Talvolta pare che l'aiuto non arrivi. Il problema resta: di salute, economico, lavorativo o altro. Ci ha sentito, ci ha sentito.
Solo che, purtroppo, vuol dire che dobbiamo proprio affrontare quel guaio: c'è il Karma da pagare o c'è un'offerta fatta dal nostro spirito o è il mezzo per crescere e liberarci dalle scorie, ma quello è. Tuttavia Dio non ci lascia mai soli ad affrontarlo, anche se l'aiuto che arriva non è quello richiesto, anche se ci sembra di essere soli, così non è. Sono tutti lì, intorno a noi, gli Aiutatori Invisibili, Maestri e Angeli Custodi, e, sempre, l'Amore del Papà, che ci seguono e fanno il tifo per noi, perchè ce la facciamo a superare quello che ci tocca.

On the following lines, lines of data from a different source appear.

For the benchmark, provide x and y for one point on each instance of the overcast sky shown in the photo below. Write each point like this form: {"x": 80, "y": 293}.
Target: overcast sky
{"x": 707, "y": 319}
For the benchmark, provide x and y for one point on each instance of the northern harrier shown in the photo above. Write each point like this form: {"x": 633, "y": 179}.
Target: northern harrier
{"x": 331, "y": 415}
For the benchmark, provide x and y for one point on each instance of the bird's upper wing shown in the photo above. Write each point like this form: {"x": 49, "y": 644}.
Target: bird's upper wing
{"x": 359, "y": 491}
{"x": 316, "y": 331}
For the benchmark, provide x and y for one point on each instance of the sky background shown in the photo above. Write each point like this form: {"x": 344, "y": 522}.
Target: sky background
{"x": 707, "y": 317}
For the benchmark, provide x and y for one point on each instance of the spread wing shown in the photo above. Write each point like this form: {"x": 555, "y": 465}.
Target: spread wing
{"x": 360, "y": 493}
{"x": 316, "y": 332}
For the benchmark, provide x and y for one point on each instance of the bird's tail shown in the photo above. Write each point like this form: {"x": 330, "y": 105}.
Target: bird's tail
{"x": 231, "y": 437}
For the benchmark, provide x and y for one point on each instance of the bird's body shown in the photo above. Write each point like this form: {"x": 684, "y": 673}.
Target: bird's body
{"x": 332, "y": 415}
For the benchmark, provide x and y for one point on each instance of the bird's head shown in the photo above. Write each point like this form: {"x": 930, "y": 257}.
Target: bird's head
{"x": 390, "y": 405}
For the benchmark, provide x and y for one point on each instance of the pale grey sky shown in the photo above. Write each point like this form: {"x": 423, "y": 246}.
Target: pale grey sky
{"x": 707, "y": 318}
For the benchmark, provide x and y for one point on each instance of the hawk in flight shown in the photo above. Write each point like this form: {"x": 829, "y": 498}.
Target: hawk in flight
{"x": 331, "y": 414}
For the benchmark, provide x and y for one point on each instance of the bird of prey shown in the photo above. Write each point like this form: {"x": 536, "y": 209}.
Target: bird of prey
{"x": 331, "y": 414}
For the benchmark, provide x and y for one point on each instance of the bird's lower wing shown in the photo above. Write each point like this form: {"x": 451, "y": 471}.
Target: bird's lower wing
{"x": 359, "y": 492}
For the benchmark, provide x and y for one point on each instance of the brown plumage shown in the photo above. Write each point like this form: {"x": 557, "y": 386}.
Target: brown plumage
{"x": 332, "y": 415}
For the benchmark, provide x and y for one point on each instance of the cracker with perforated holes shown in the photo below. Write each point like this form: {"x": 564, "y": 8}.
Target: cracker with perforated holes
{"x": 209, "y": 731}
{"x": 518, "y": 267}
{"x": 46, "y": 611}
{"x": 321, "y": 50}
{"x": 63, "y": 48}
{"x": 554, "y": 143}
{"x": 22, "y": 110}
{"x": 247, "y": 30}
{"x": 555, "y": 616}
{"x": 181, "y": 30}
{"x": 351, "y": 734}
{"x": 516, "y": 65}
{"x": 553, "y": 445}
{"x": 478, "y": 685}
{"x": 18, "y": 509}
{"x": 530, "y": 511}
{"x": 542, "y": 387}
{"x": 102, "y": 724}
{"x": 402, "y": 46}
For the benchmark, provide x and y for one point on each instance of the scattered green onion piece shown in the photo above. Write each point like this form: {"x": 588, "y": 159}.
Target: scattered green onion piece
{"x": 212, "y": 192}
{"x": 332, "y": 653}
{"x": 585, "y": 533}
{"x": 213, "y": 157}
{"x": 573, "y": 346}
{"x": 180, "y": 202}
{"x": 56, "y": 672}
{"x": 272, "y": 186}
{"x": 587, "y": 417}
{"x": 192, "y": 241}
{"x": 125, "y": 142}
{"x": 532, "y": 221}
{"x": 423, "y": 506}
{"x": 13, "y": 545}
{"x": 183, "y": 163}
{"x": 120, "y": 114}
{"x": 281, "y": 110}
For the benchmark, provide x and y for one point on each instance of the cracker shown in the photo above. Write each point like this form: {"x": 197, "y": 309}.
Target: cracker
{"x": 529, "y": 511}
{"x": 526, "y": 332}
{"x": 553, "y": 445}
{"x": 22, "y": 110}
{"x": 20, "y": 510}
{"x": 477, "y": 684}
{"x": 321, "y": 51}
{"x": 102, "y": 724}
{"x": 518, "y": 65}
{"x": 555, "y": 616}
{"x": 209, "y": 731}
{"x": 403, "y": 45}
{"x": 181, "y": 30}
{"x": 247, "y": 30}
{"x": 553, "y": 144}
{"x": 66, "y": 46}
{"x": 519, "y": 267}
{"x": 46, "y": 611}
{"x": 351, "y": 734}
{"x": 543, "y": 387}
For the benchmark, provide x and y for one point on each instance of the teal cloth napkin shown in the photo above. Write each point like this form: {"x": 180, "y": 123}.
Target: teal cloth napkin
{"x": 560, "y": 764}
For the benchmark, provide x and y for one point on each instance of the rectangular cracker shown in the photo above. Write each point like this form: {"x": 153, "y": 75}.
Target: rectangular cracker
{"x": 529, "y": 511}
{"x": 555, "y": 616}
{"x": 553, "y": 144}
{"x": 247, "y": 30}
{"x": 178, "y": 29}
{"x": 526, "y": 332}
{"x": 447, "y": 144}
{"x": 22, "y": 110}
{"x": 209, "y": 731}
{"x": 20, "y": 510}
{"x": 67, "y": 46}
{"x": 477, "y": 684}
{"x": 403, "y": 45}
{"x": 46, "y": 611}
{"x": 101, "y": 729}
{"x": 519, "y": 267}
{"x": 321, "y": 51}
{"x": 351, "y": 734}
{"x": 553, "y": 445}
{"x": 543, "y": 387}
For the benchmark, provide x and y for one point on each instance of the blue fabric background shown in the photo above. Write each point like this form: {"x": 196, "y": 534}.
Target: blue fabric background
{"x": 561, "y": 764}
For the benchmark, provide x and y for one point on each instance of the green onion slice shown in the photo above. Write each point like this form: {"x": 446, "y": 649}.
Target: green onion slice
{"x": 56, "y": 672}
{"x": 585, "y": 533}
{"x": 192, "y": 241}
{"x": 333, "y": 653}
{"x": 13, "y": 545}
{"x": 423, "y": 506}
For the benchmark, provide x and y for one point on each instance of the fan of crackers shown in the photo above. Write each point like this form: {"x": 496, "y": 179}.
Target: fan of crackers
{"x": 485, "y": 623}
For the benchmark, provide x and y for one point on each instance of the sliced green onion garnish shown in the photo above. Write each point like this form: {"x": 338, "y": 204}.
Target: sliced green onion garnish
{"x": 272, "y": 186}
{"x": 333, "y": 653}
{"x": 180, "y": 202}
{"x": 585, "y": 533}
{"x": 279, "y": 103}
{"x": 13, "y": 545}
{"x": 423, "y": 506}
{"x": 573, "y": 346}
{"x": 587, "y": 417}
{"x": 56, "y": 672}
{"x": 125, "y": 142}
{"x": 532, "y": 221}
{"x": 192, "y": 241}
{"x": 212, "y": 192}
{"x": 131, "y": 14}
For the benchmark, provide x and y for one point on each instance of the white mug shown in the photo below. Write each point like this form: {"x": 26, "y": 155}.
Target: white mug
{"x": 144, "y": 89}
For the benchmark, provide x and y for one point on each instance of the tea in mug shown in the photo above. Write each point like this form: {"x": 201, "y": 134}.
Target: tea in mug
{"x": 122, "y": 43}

Tutto ciò che ci arriva (specialmente quello che NON ci piace e che con tutto il cuore vorremmo evitare) è stato organizzato dal nostro stesso spirito per raggiungere altri traguardi nel suo cammino evolutivo. Tutto quello che non capiamo, tutto quello che vorremmo non fosse mai stato.

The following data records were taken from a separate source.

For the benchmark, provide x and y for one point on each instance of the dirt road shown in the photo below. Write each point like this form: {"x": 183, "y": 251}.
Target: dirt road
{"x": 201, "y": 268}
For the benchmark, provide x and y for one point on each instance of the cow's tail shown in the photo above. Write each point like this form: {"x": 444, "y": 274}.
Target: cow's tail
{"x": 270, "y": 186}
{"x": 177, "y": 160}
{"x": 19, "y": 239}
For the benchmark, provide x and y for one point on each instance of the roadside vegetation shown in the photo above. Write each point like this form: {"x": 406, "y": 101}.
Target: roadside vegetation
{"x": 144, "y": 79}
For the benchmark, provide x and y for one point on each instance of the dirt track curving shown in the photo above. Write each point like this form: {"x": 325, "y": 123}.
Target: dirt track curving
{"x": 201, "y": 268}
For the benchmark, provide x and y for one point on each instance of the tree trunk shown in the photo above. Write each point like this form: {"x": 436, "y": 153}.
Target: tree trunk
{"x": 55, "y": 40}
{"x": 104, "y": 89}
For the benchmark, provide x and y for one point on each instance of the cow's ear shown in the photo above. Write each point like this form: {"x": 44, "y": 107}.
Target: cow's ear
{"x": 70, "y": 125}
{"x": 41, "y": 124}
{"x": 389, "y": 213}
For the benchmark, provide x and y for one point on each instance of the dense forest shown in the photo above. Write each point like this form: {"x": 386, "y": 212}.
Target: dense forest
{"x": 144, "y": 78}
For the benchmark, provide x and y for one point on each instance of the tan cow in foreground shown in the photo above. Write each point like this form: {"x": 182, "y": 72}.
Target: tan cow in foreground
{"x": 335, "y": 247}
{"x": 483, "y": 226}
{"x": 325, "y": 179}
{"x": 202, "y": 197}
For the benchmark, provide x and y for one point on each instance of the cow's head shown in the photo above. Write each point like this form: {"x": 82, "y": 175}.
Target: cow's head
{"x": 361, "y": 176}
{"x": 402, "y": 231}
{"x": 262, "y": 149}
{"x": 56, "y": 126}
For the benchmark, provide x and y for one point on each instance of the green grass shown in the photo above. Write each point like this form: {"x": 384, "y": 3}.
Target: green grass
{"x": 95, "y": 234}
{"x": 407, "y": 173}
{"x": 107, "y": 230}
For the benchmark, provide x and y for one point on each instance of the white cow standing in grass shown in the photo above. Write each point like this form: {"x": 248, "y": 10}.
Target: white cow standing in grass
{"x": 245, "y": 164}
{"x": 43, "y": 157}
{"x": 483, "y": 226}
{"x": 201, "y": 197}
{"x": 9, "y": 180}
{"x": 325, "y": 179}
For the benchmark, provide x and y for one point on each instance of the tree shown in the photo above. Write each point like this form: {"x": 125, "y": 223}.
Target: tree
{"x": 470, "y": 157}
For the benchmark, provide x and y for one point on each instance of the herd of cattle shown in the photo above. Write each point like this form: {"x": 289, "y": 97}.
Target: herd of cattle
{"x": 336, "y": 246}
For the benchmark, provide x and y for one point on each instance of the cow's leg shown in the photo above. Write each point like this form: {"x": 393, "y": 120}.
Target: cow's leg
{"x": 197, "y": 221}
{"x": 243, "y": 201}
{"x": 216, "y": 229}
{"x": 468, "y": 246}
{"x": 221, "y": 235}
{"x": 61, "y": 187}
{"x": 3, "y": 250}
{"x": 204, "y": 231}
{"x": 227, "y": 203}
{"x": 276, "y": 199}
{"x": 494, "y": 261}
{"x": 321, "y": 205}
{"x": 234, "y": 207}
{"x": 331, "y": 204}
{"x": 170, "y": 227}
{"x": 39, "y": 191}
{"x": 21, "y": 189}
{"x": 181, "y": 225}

Rispettate le scelte degli spiriti, che noi stessi siamo, anche quando alla nostra limitatezza umana sembrano francamente insopportabili. Tutto ha un perchè e un fine, che è sempre a nostro vantaggio, anche se ci sembra tutto il contrario. Quando trapasseremo al mondo di là lo capiremo. Per ora, accontentiamoci di saperlo, e di crederci. E chiediamo aiuto.
Il Papà ce lo darà, in tanti modi, anche soltanto con la pace del cuore. Fidiamoci di Lui e del Suo Amore, delle sofferenze che Gesù ha patito per amore nostro e per darci la possibilità di ritornare a 'casa', visto che avevamo smarrito la via.

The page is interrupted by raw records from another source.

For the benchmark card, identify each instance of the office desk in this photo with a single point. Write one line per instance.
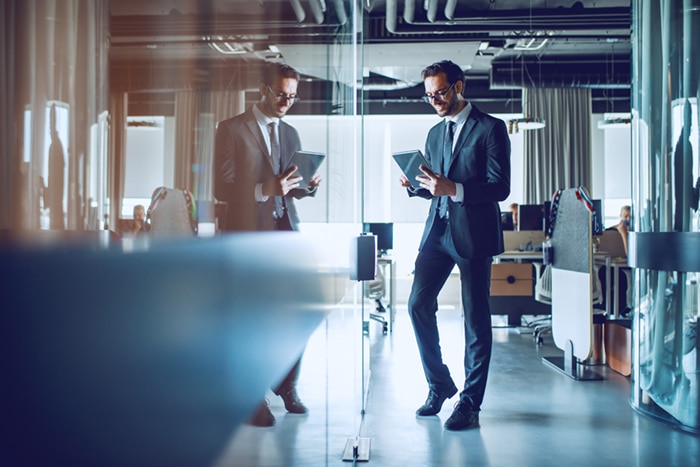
(388, 266)
(514, 306)
(518, 256)
(615, 265)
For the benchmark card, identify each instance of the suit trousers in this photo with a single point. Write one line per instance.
(433, 266)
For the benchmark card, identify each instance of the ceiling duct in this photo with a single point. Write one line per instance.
(569, 22)
(562, 72)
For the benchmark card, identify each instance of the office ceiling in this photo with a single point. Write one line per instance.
(159, 46)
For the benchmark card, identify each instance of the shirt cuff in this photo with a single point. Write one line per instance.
(258, 194)
(459, 196)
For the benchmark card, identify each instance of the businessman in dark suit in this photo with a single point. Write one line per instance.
(250, 152)
(469, 152)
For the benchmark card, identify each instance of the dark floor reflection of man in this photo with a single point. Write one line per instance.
(54, 191)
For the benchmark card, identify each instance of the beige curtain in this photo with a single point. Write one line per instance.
(116, 166)
(559, 155)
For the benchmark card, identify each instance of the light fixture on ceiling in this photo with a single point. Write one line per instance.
(615, 122)
(226, 47)
(525, 123)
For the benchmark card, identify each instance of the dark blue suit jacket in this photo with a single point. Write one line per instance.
(481, 163)
(241, 160)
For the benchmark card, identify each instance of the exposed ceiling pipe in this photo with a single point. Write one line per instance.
(317, 9)
(431, 9)
(450, 9)
(409, 10)
(298, 10)
(596, 19)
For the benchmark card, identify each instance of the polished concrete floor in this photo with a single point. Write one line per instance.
(532, 415)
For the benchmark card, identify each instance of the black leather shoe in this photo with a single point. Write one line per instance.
(462, 418)
(434, 402)
(291, 401)
(262, 416)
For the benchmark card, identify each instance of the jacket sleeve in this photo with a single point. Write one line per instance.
(491, 182)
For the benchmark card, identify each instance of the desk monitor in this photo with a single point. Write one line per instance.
(507, 220)
(384, 231)
(531, 217)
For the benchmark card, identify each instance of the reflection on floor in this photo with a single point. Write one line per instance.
(532, 415)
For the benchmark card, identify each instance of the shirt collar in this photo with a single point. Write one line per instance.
(263, 120)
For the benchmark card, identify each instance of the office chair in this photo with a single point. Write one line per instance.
(172, 212)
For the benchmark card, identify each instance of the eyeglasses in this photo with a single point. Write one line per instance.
(280, 96)
(439, 95)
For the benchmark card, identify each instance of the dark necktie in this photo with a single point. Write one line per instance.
(446, 157)
(275, 154)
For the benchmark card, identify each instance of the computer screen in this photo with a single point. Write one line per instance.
(597, 220)
(531, 217)
(507, 220)
(384, 231)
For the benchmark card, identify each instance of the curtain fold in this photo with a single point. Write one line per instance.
(196, 116)
(117, 155)
(559, 155)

Quelli che se ne sono tornati a casa prima di noi, a volte in maniera improvvisa e traumatica, a volte dopo una lunga e dolorosa malattia, non ci sono stati tolti per farci dispetto, nè Dio è insensibile al terribile dolore che la perdita ci ha provocato. Ma quella era la strada che quello spirito doveva seguire per il suo stesso bene, per crescere nella Luce, per pagare il Karma o perchè aveva fatto offerta di sè (specialmente i bambini) per aiutare a ripulire l'umanità. Perciò pensiamo con amore a quelli che se ne sono andati, e che con amore ci aspettano sull'altra riva,  sapendo che sono arrivati sani e salvi, dopo aver portato a termine il loro compito, consapevoli che noi li abbiamo aiutati nella loro dolorosa offerta. Non angustiamoli angustiandoci.
L'amore è eterno e non perderemo mai nessuno, ma tutti ci riuniremo alla fine della strada terrena.